Audio By Carbonatix
Elon Musk, the world's richest man, has not been winning in court lately.
His loss on Monday in his lawsuit against OpenAI and its co-founder, Sam Altman, is the latest in a string of legal defeats or settlements.
Late last year, he agreed to settle with former Twitter executives and thousands of former employees of the social platform, which he has renamed X, after years of fighting to pay them nothing.
Then, in March, he lost a case brought by Twitter investors, who claimed they were misled by public statements he made during the takeover.
That same month, a judge threw out his lawsuit against advertisers who decided to leave the platform.
In May, another judge reversed certain actions by DOGE, the government cost-cutting department Musk helped create and led last year, finding cuts to some grants were "a textbook example of unconstitutional viewpoint discrimination."
Now that he's also lost his high-profile lawsuit against OpenAI, is it possible that Musk will be less prone to picking fights?
"No one is invincible," said Shubha Ghosh, a lawyer and law professor at Syracuse University.
But it may take more significant losses for Musk to back off or change his aggressive style in the courts.
"In a lot of ways, he is just another businessperson asserting his rights," Ghosh said. "I don't think he's abusing the legal system.

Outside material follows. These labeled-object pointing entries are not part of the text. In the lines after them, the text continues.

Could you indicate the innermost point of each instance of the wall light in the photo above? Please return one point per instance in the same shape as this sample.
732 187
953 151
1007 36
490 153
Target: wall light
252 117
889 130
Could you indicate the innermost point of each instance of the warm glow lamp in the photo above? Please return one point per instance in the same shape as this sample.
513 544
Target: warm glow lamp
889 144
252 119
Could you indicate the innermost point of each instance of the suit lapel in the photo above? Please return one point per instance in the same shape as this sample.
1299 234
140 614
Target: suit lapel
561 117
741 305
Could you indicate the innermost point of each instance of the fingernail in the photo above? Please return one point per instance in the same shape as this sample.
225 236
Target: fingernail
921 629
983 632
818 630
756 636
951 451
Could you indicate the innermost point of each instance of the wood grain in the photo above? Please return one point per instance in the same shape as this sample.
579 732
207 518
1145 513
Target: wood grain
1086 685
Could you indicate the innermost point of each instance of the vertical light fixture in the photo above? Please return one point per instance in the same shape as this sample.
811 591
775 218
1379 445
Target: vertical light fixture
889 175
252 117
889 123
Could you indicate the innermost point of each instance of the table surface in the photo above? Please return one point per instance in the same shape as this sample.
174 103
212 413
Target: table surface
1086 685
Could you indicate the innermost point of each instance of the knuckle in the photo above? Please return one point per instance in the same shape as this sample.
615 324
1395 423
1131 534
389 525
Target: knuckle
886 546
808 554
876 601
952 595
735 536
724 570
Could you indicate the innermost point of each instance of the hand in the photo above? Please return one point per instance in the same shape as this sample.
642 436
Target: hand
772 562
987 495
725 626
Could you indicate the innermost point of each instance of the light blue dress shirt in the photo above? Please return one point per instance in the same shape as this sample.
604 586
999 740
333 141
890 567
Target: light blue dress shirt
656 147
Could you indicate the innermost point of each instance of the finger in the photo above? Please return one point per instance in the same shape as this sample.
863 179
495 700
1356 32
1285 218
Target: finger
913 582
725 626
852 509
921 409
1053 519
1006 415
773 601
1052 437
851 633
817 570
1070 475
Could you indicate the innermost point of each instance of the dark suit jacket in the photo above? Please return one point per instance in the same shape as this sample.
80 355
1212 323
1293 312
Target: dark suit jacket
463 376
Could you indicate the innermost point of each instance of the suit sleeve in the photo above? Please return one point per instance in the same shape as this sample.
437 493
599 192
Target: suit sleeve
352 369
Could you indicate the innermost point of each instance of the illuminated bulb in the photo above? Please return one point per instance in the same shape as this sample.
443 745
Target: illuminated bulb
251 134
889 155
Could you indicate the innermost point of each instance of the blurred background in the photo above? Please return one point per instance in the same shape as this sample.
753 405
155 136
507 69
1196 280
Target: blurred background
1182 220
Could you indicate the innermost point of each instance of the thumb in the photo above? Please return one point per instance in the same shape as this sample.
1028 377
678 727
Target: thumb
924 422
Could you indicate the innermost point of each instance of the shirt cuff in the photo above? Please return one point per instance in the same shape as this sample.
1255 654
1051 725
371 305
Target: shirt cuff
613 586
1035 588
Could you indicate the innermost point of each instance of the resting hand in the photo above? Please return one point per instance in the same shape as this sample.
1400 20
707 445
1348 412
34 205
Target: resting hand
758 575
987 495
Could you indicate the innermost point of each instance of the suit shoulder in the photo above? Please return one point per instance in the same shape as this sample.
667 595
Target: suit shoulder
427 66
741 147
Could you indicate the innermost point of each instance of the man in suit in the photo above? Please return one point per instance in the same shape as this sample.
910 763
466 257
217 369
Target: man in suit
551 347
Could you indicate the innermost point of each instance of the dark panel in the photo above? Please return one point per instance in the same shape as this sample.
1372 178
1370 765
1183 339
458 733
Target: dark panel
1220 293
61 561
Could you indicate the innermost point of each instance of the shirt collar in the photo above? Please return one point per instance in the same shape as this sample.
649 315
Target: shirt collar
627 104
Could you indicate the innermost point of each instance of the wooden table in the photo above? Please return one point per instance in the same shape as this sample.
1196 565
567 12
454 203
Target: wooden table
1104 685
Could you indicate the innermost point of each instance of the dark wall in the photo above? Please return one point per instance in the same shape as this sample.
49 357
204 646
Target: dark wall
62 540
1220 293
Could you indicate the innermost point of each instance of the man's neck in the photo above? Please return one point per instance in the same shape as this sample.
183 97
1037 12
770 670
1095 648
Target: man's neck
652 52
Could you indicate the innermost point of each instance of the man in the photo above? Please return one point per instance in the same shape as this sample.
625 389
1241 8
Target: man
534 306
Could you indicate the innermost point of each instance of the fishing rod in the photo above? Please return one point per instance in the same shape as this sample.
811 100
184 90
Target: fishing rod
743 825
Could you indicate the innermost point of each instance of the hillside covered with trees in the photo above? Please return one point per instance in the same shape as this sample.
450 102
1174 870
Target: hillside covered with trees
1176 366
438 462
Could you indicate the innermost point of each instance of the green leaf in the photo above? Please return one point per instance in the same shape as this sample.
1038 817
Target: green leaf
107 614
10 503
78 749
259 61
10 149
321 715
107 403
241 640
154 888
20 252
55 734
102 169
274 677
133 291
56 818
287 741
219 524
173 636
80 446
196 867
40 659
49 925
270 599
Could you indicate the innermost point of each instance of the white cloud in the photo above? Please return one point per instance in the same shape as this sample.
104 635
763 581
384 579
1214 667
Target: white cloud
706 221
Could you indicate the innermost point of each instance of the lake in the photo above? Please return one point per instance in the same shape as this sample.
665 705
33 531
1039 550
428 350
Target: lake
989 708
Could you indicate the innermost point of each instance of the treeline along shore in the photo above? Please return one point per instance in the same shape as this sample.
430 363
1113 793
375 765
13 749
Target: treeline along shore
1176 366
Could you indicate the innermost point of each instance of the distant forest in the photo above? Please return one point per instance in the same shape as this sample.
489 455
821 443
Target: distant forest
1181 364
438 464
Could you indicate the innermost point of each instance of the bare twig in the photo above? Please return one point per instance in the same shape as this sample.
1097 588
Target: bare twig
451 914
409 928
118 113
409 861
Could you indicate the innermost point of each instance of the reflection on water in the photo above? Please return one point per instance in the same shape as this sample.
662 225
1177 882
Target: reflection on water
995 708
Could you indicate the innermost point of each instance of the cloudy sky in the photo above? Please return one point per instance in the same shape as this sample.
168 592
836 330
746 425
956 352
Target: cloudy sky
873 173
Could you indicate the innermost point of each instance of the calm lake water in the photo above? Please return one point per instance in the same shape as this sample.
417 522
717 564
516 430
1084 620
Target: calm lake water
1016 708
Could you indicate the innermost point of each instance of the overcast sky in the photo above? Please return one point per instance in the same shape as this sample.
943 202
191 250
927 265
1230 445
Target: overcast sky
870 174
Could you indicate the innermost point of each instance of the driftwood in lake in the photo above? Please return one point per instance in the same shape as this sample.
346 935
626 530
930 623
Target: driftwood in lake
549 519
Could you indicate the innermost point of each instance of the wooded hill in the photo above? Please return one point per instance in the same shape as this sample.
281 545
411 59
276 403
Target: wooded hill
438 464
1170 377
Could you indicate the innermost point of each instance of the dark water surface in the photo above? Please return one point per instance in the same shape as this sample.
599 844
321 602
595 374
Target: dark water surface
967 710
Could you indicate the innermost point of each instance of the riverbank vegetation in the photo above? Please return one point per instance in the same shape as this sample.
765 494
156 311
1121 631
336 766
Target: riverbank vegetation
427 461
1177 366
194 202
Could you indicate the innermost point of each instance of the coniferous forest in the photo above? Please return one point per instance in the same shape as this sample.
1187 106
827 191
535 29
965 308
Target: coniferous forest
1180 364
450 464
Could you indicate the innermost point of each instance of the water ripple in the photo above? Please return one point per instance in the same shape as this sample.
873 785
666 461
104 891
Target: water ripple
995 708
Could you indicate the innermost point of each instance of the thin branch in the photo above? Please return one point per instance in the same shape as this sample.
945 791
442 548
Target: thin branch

Whether he uses it effectively, I'm not sure."
In addition to a tendency towards the unconventional, Musk also has the deepest pockets on earth. He is poised to soon be the world's first trillionaire given his stake in SpaceX, another of his companies that is expected to be publicly listed in the near future.
The sheer size of Musk's wealth makes it seem unlikely that even a string of losses, related costs or fines would put him off fighting or filing future lawsuits.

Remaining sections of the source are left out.